Pain and disability were virtually the same up to six months later, whether patients had a real vertebroplasty or a fake one.
About 750,000 Americans suffer painful compression fractures in the bones of the spine each year. Osteoporosis is the most common cause. The weakened bone collapses or cracks, sometimes causing debilitating pain, limiting mobility and resulting in a loss of height or a stooped posture.
Doctors usually try bed rest, painkillers and back braces before turning to vertebroplasty. During the procedure, hot bone cement is injected into the collapsed or cracked vertebra. The cement is thought to shore up or stabilize the compressed bone. There can be complications, including infection and leakage of the cement.
The Mayo-led study involved 131 patients at medical centers in the U.S., Britain and Australia. The second study enrolled 78 patients in Australia. The patients, mostly women with fractures from osteoporosis, were randomly assigned to get the cement injection or a fake treatment. On average, they were in their mid-70s.
Neither the patient nor the person who evaluated them knew which treatment they got.
All participants first got local anesthesia to numb their backs. For the fake treatment, doctors simulated the cement injection by pressing the back, tapping instruments and having the strong-smelling cement on hand.
The patients were questioned periodically afterward about their pain, mobility and other measures - up to six months in the Australian study and one month for the Mayo-led study. The results were similar in both tests.
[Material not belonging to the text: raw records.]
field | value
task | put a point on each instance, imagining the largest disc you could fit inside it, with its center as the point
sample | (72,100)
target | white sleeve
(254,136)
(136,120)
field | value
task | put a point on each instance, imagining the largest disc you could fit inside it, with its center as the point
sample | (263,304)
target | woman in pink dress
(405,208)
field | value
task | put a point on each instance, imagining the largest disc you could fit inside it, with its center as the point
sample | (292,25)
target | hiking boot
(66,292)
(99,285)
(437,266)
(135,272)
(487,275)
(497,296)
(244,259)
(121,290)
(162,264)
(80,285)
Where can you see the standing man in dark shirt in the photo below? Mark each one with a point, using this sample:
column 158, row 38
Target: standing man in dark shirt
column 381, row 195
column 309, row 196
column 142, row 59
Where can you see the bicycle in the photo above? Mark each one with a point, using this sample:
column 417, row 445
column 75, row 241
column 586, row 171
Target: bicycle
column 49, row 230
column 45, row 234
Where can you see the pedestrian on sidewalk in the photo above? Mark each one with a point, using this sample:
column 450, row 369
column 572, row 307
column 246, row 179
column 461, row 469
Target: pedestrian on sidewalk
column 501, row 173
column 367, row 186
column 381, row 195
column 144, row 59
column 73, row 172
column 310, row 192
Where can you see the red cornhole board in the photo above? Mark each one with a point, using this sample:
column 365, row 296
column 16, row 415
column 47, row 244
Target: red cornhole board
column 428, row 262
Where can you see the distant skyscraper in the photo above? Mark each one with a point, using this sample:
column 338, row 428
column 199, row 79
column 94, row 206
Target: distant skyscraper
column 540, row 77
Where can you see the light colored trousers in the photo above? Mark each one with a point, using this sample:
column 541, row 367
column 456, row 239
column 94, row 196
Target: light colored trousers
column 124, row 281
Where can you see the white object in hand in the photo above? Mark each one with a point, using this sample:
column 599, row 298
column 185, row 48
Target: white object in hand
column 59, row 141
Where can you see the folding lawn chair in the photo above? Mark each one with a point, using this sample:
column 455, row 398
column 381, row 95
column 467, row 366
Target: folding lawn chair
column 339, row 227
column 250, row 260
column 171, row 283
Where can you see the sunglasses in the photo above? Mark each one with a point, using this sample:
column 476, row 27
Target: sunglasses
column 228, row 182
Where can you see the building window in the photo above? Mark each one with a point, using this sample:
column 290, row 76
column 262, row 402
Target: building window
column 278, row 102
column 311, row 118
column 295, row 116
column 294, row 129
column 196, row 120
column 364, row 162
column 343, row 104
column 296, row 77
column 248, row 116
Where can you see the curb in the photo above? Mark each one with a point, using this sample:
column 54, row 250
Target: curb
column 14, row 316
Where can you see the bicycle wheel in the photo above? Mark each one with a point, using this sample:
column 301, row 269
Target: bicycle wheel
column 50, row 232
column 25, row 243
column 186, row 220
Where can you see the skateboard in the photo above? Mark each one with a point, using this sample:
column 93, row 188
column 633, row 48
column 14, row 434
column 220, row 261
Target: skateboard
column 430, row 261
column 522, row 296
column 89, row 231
"Both treatment groups improved, it's just that they improved by about the same amount," said study leader Dr. Rachelle Buchbinder of Cabrini Hospital in Melbourne, Australia.
The researchers do not know why people felt better, but suggest it could be due to the anesthesia, the placebo effect or that the fractures healed on their own over time. Kallmes said the procedure may work in a few patients, and that more research is needed to figure out who might benefit.
Kallmes, who's been doing the procedure for 15 years, said he has revamped his practice so that most patients are enrolled in new studies of the procedure. Buchbinder, who treats patients with back pain, said she no longer recommends it.